In September 1954, Roscoe McGowen in The Sporting News selected Gilbert over Billy Cox and Joe Stripp as the third baseman on his All-Time Dodgers team. McGowen wrote that, even though Gilbert only hit .300 in one of his years as a Dodger, "[h]e was an aggressive player, what the boys call today one of the 'old pros.'"

===Return to the minor leagues===
In 1933, Gilbert returned to the minor leagues and played for the Rochester Red Wings in the International League.

In December 1933, Gilbert signed a contract to play in 1934 for the Baltimore Orioles of the International League. In May 1934, Gilbert also took over as the Orioles' manager.

Gilbert continued to play in the minor leagues for several years with the Duluth Dukes and Knoxville Smokies in 1935 and the Duluth Dukes in 1936. In May 1938, Bruno Haas, owner of the Winnipeg Maroons of the Northern League hired Gilbert to play at third base and manage the team. and Superior Blues in 1938.

In December 1938, Gilbert was signed as the player-manager of the Northern League franchise at Wausau, Wisconsin.

Gilbert played in the short-lived Twin Ports League in 1943 for the Marine Iron team, and led the league with a .456 batting average.

==Basketball career==
Gilbert also played several seasons of professional basketball.
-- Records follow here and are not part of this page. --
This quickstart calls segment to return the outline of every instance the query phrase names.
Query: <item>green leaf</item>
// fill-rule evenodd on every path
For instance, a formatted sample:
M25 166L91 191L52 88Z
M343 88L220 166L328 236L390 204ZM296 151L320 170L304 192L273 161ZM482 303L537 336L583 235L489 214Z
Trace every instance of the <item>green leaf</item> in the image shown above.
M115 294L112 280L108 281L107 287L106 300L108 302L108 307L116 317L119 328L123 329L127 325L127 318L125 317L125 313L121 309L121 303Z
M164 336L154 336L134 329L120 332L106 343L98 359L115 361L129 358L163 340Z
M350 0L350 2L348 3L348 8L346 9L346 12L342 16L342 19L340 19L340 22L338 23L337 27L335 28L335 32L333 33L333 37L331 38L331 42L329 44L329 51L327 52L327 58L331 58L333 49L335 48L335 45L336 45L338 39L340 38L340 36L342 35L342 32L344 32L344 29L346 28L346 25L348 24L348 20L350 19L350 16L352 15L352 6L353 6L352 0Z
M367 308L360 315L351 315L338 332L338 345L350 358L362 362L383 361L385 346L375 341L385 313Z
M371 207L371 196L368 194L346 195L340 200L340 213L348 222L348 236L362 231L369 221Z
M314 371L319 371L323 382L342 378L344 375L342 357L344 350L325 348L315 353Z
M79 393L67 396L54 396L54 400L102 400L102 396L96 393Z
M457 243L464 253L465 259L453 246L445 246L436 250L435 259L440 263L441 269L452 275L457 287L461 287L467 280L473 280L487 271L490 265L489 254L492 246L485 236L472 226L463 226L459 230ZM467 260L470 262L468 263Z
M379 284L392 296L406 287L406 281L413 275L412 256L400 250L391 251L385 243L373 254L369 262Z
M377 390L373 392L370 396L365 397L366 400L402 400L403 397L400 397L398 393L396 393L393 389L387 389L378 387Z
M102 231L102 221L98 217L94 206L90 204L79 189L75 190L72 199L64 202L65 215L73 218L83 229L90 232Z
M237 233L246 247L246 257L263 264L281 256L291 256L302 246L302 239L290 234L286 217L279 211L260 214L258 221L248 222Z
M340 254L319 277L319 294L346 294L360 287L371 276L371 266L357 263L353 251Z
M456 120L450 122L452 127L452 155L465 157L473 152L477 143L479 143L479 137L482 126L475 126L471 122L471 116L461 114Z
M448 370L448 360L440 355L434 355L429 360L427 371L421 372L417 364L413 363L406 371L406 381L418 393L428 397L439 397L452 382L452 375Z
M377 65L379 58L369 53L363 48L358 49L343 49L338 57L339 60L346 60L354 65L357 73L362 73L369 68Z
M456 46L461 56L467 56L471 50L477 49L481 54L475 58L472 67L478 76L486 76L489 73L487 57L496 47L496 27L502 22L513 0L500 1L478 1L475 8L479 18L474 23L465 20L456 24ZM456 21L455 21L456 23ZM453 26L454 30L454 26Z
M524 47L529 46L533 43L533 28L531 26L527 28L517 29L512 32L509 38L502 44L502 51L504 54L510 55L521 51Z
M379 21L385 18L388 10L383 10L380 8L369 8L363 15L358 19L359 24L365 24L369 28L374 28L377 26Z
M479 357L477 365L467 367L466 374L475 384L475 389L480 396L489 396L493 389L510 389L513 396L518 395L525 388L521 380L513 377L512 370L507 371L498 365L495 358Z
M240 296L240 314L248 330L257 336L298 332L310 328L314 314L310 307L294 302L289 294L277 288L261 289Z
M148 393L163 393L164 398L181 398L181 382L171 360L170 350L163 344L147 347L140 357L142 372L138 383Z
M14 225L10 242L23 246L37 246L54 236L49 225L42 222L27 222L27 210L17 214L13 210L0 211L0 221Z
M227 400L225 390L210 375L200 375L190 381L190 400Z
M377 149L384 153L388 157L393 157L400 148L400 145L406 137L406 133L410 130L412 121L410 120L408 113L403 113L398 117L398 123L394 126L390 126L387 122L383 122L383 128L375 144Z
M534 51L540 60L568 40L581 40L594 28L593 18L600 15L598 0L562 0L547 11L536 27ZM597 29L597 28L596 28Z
He played for a professional touring basketball team known as the Two Harbors All-Stars from Two Harbors, Minnesota. He also played for a basketball team sponsored by the Duluth Tank Corp., as well as professional teams in Buffalo, New York (Buffalo Germans) and Denver, Colorado (Denver Tigers).

==Family and later years==
Gilbert was married to Mary McKay in 1937. They had two children, Pat and John. In 1942, he took a job with U.S. Steel in Duluth and lived at 5217 London Road in Duluth's Lakeside neighborhood. While working for U.S. Steel, he managed the Duluth Marine Iron baseball team in the Twin Ports League. He developed a serious lung infection in 1943 and had surgery to remove one of his lungs. Gilbert was unable to work after the loss of his lung. He died in September 1958 in Duluth.

Gilbert was posthumously inducted into the Duluth Sports Hall of Fame in 1969, and was selected by the Duluth News-Tribune as "the greatest athlete ever developed in Duluth."